Les contrecoups des bavures et des échecs

En refusant de céder les rennes de la responsabilité des plus importantes manifestations culturelles organisées dans le pays à des organismes indépendants et compétents, de préférence privés, et en s’obstinant à vouloir les encadrer, de près et de bout en bout, le ministère des Affaires culturelles finit toujours par subir les contrecoups et les éclaboussures des bavures et des échecs.

La place d’un cinéaste est, généralement, derrière la caméra. Il peut être utile dans l’organisation grâce à sa connaissance de son secteur, ses relations au sein de la profession et son riche carnet d’adresses. Mais cela n’en fait pas forcément un bon directeur de festival. Il faut donc accepter qu’il tâtonne ou qu’il commette des bourdes et que, pour les justifier, il se défausse sur les autres, notamment ses employeurs.

Les artistes qui, par définition, ont un ego surdimensionné, sont généralement aussi difficiles à gérer. Et, surtout, de mauvais gestionnaires. Par conséquent, désigner un artiste à la tête d’une manifestation internationale aussi importante que les JCC ne pouvait en garantir le succès. Le ministère des Affaires culturelles en a d’ailleurs souvent eu la preuve à ses dépens.

Contrairement à ce qu’on est tenté de penser, ce département n’est pas le plus facile à gérer. Pour le diriger, ni les qualifications académiques ni les dons artistiques ne suffisent. Sans une vision, un projet culturel crédible, porté par une aura et un leadership personnels, il est difficile d’y laisser son empreinte. Durant les cinq dernières années, plusieurs ministres se sont succédé à la tête de ce ministère sans y laisser des traces indélébiles ni fait preuve d’une réelle volonté de changement. Ils se sont tous contentés de le gérer à la petite semaine, marchant sur des œufs et essayant de faire le moins de vagues possible.
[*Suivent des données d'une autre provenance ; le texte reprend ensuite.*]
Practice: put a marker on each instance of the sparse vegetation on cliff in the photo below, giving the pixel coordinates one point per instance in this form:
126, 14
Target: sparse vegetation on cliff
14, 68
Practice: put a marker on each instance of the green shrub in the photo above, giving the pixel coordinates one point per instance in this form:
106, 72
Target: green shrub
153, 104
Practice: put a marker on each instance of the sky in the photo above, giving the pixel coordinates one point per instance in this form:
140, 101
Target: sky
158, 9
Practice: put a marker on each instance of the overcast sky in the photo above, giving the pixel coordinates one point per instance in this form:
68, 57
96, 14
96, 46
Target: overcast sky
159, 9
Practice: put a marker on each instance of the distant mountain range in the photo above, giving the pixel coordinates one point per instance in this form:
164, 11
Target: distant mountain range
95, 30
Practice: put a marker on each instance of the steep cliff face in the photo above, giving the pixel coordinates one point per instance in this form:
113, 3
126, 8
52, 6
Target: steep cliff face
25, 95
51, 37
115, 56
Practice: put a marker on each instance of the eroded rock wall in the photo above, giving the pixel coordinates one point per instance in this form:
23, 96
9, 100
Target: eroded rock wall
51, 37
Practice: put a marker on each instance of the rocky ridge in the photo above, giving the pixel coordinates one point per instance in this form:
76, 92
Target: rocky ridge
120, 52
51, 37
Revoir le rôle du ministère des Affaires culturelles

Il est temps que ce département, même avec son petit budget, sorte des sentiers battus, s’adapte à l’évolution rapide du monde, cesse de croire qu’il peut faire la pluie et le beau temps dans un secteur qui appartient, plutôt, aux créateurs et aux artistes. Il n’appartient pas au ministère d’organiser des manifestations culturelles et d’en désigner les directeurs et les comités d’organisation… Son rôle devrait se limiter à parrainer les initiatives, à les encourager et à les accompagner.
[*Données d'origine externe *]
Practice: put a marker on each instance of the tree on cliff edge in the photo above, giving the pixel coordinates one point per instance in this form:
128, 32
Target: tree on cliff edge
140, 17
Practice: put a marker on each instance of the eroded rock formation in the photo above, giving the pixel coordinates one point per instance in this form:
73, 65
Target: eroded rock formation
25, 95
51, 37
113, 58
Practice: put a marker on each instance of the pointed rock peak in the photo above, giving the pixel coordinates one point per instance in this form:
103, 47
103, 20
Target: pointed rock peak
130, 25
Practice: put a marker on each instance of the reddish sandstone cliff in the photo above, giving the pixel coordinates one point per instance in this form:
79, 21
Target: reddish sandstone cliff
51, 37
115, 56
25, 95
L’Etat-omniscient et omnipotent n’existe plus, c’est une vue de l’esprit. Une nouvelle ère s’ouvre où le rôle d’un ministère des Affaires culturelles – si tant est qu’il est indispensable, ce que beaucoup contestent – consiste seulement à aider les porteurs de projets culturels à dépasser les obstacles et à mettre en route leurs projets en les entourant de toutes les conditions du succès. Vouloir dominer les créateurs et les artistes et les réduire au statut d’assistés, inféodés et dociles, participe d’une approche dépassée et, surtout, improductive et qui n’a jamais aidé à impulser la créativité et à doper l’imagination.